I'm not disputing what the serial decoder has indicated. Just noting that the two sources differ. 1988 seems kinda late to me. The same chart indicates that the CE-2 stopped production at the end of 1982, and the CE-3 started production in late 1982. So, the idea that the CE-1 would have been produced at the same time as the DC-2 was in full swing, the CE-3 was starting to wind down, and the DM-3 had stopped production, seems kind of odd. Particularly, since the MN3002 that the CE-1 depended on was out of production at that point, and eclipsed by other chips, like the MN3004 and 3204.


----------



## traynor_garnet (Feb 22, 2006)

I seem to recall reading somewhere that the boss dating system if often off by 10 years on CE-1s. I cannot remember where I read this, but do recall reading this info when I was dating the CE-1 I once owned.

TG


----------



## BMW-KTM (Apr 7, 2015)

Remember to give it a reach-around.


----------



## mister.zed (Jun 8, 2011)

Shouldn't date your Boss either.


----------



## Guest (May 11, 2017)

Cups said:


> You shouldn't date inanimate objects. You'll just end up getting emotionally scarred.


----------



## jbealsmusic (Feb 12, 2014)

mhammer said:


> The history table I have of production timelines shows the CE-1 as in production until late 1984. I don't remember precisely where I got the table, but I believe it was from here: Amazon.com: Boss Book: The Ultimate Guide to the World's Most Popular Compact Effects for Guitar (9780634044809): Hal Leonard Corp.: Books
> 
> I'm not disputing what the serial decoder has indicated. Just noting that the two sources differ. 1988 seems kinda late to me.

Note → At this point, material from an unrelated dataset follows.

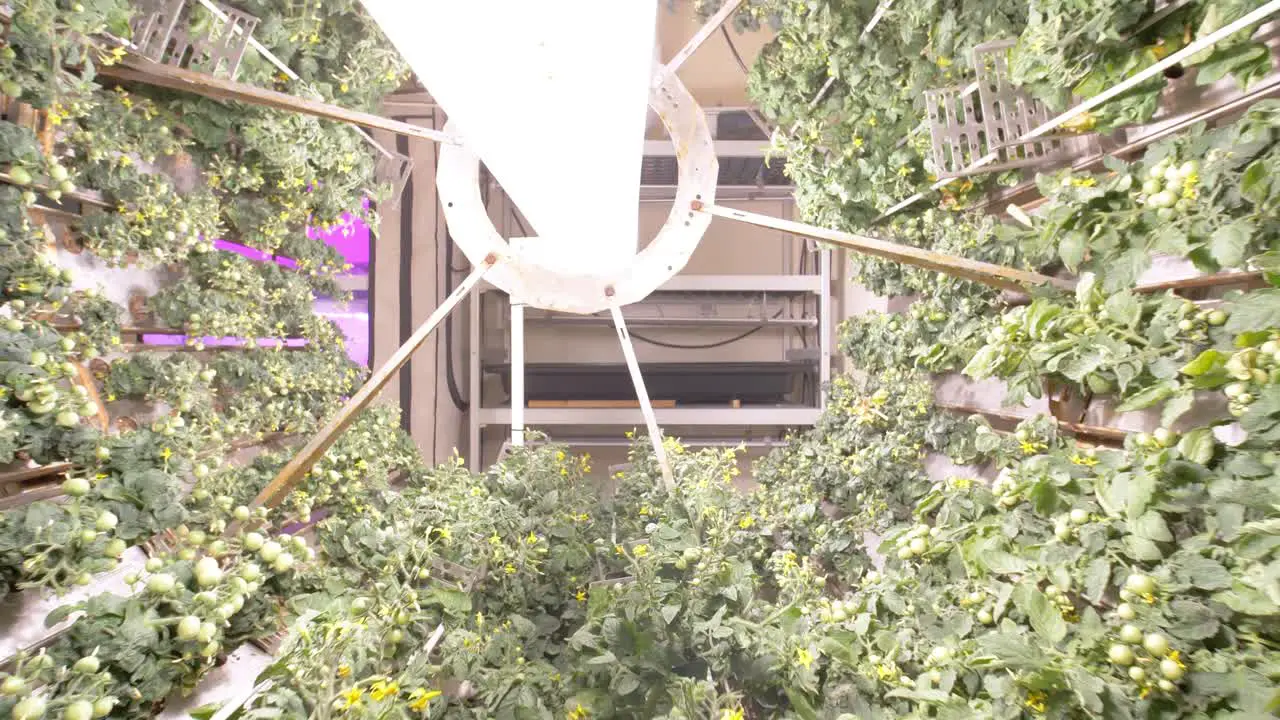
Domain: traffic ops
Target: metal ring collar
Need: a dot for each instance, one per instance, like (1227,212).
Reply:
(551,288)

The same chart indicates that the CE-2 stopped production at the end of 1982, and the CE-3 started production in late 1982. So, the idea that the CE-1 would have been produced at the same time as the DC-2 was in full swing, the CE-3 was starting to wind down, and the DM-3 had stopped production, seems kind of odd. Particularly, since the MN3002 that the CE-1 depended on was out of production at that point, and eclipsed by other chips, like the MN3004 and 3204.





traynor_garnet said:


> I seem to recall reading somewhere that the boss dating system if often off by 10 years on CE-1s. I cannot remember where I read this, but do recall reading this info when I was dating the CE-1 I once owned.
> 
> TG


Wasn't aware of that. Thanks for sharing!


----------



## exess_guitar (Nov 12, 2016)

Open it up and take a look at the date code on some of the electrolytic capacitors.


----------



## Duncan (Apr 26, 2017)

Hey folks thanks for the info and yes the boss pedalserial decoder is off by a decade my pedal is a 78 not an 88 thanks again.


----------